One of the initial plans for the reading tool was to be able to send in suggestions or mark miss-parses as wrong, and I’d still like to implement that feature sometime. At the same time, I do wonder how to accurately deal with these kind of situations though. Would you happen to have any ideas for that? Or if anyone else has some ideas I’d also love to hear it of course!

Thanks again for the detailed feedback! I hope we can figure out a solution to this problem soon

aendur · February 26, 2021, 2:29am

Yes, to be honest, I believe the ability for the user to manually select and tokenize some segments of the text might be a good compromise, since there can be a lot of ambiguity involved even if we take context into consideration. It would be a very useful feature if the parser could then present us with alternatives for the tokens, or when dealing with kana-only text.

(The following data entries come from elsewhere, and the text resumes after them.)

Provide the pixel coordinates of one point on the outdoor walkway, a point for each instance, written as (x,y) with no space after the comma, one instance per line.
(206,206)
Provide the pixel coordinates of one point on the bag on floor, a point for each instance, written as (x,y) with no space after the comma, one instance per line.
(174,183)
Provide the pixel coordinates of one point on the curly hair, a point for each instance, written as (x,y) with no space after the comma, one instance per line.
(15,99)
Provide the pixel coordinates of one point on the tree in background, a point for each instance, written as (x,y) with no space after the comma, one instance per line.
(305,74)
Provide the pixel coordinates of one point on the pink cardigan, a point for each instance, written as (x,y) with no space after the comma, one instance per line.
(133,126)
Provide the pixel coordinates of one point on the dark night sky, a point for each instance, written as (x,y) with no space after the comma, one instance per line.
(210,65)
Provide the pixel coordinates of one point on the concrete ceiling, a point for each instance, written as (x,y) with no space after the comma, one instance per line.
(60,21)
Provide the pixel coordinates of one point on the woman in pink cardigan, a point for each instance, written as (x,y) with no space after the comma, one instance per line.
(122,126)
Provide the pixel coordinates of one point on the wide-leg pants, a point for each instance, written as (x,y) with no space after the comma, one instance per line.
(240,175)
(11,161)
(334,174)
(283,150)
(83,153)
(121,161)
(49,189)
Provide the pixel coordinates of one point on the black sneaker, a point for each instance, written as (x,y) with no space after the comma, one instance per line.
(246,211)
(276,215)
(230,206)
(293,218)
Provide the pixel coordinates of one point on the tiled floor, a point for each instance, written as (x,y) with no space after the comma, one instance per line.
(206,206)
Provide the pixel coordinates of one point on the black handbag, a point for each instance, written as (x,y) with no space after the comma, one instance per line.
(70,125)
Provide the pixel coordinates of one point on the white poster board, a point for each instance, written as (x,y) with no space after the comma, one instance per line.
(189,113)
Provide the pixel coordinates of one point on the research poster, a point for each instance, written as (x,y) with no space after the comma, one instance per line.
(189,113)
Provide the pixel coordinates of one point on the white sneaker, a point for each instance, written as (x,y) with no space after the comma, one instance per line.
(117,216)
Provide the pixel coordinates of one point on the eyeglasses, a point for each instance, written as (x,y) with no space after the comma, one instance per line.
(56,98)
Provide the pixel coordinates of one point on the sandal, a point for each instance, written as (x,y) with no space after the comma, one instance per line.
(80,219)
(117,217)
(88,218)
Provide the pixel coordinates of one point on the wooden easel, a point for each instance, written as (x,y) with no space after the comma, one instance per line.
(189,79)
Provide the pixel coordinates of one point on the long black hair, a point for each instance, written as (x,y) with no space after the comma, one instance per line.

Aside from that, perhaps this is already being done, but maybe including or increasing the length of lookaheads might yield better matches when creating the tokens?

Neicudi · February 26, 2021, 12:45pm

The thing is that the text gets parsed again every time you open the page, so any segmentation the user makes, would have to be reflected in the code of the parser. The tokens themselves are not being saved to Kitsun (too much data). So it would work for making one time adjustments in order to get the vocabulary/word that you want and generate a card from it, but it wouldn’t be lasting until we solve the issue in the actual parsing code.

That’s kinda already being done in the sense that it always looks forward until it doesnt match anything that could create a combination. In this case it might be able to adjust it to look even further ahead though, so it’s not a bad idea! Just have to be very wary of unintentionally tagging things together that aren’t supposed to be together

Thanks for the suggestions by the way, appreciate it!